Mühlsteine erwachen aus Dornröschenschlaf
Vor 100 Jahren wurde der Mühlenbetrieb am Piburger See eingestellt. Ein Leader-Projekt ermöglichte es, dass die großen Steine wieder mahlen.
Von Thomas Ploder
Oetz –Bis 1914 betrieben die Piburger am Zulauf des Sees eine eigene Mühle. Durch den Bau der Arlbergbahn konnten Korn und Mehl günstiger zugekauft werden, der Mühlenbetrieb wurde eingestellt. Das Gebäude selbst stand zwar noch bis in die 1950er, verfiel jedoch mangels Nutzung und wurde am Ende abgebrochen. Nach ersten Überlegungen 2007 und dem Auffinden der alten Mühlsteine bei Grabungsarbeiten 2011 beschloss der 2008 gegründete Piburger Brunnenverein einstimmig, unweit des ursprünglichen Standortes wieder eine Mühle und einen gemauerten Brotbackofen nach altem Vorbild zu errichten. Nach fast genau 100 Jahren und einer entsprechenden Sanierung drehen sich nun, durch Wasserkraft angetrieben, die alten Steine wieder. Obwohl die Mitglieder des Brunnenvereins um Obmann Ferdinand Plattner rund 95 Prozent der 2800 Arbeitsstunden ehrenamtlich leisteten, wäre ihnen alleine die Finanzierung der Materialkosten von rund 70.000 Euro nicht möglich gewesen. Dies gelang im Zuge eines Leader-Projektes, in dem für rund 70 % der Gesamtkosten eine Beteiligung der Gemeinde Oetz, des Ötztal Tourismus sowie des Landes und der EU erreicht werden konnte. Die übrigen Kosten trug der Brunnenverein selbst.

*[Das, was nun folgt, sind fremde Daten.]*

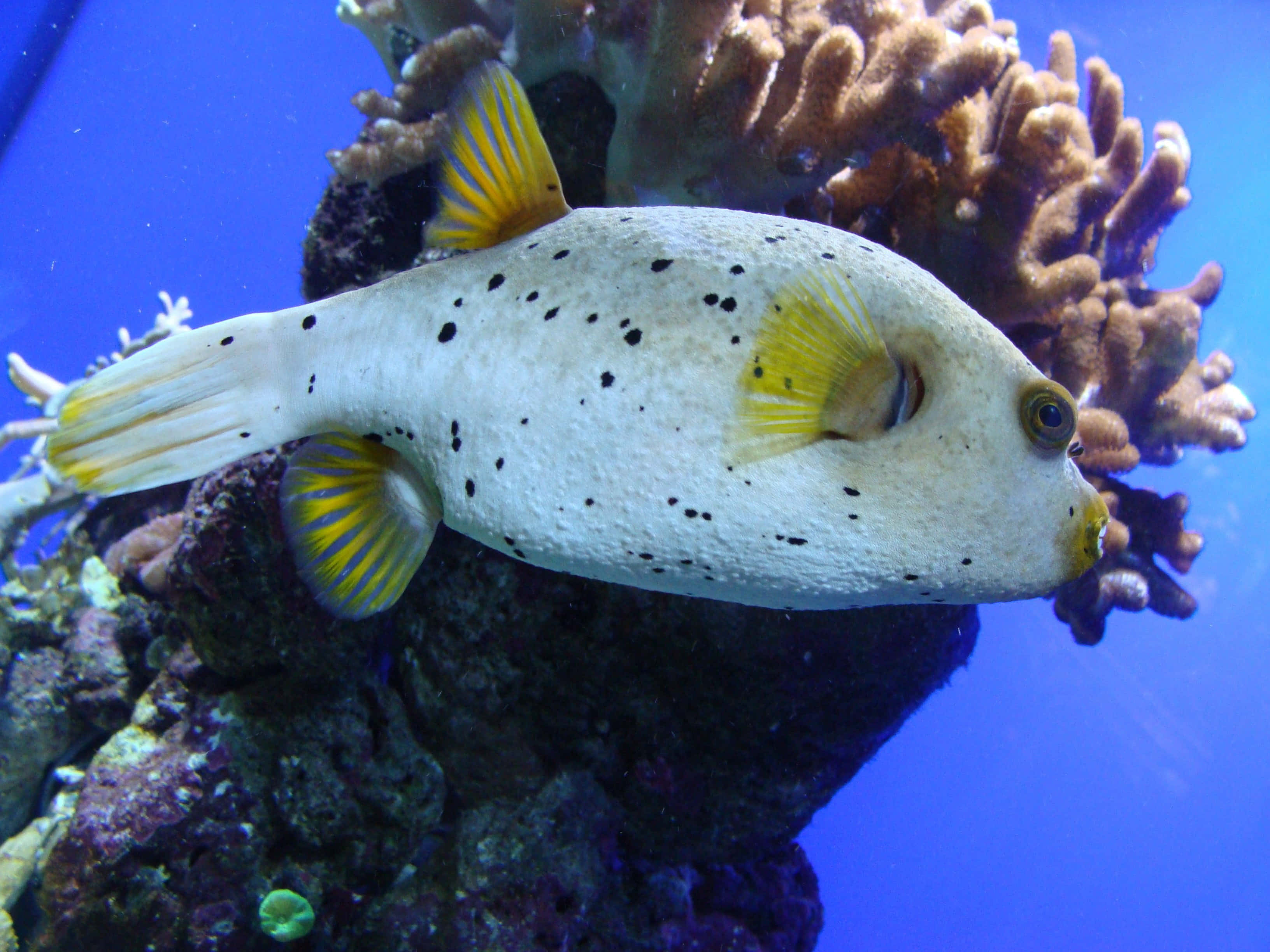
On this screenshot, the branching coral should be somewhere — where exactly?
[826,33,1255,641]
[329,0,1019,211]
[0,290,194,558]
[323,0,1255,640]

Selbst nach Klärung der Finanzierung wäre eine Umsetzung ohne externe Fachleute nicht möglich gewesen. Unter ihnen Johann Glatzl aus Haiming, der durch den Anbau alter Sorten als Bio-Bauer heimische Getreidearten bewahrt und selbst eine eigene Mühle nach traditionellem Vorbild betreibt. Glatzl gilt auch als Initiator einer überregionalen Mühlenplattform zur Revitalisierung alter Müllereikultur, die bereits zahlreiche Projekte in ganz Österreich erfolgreich umsetzte. „Ob Windmühlen oder Wassermühlen – der Mensch hat immer nach Möglichkeiten gesucht, natürliche Antriebskräfte zu nutzen“, beschreibt Johann Glatzl, „von den Tausenden von Mühlen sind immer noch viele in ganz unterschiedlichen Zuständen erhalten, die es zu pflegen und wenn möglich auch zu reaktivieren gilt.“ Dazu bekennt sich der Mühlenexperte allerdings nicht nur zur Auseinandersetzung mit historischer Substanz. Projekte wie jenes in Piburg sind besonders gut dazu geeignet, ehemalige dörfliche Strukturen und Funktionen in zeitgemäßer Form wiederzubeleben. Diese Orientierung an der eigenen Tradition und die qualitätsorientierte Übertragung in die Gegenwart würde die eigene Identität stärken, regionale Produkte und damit die heimischen Produzenten fördern und durch die kurzen Transportwege auch einen Beitrag zu Klimaschutz und Energieeinsparung leisten.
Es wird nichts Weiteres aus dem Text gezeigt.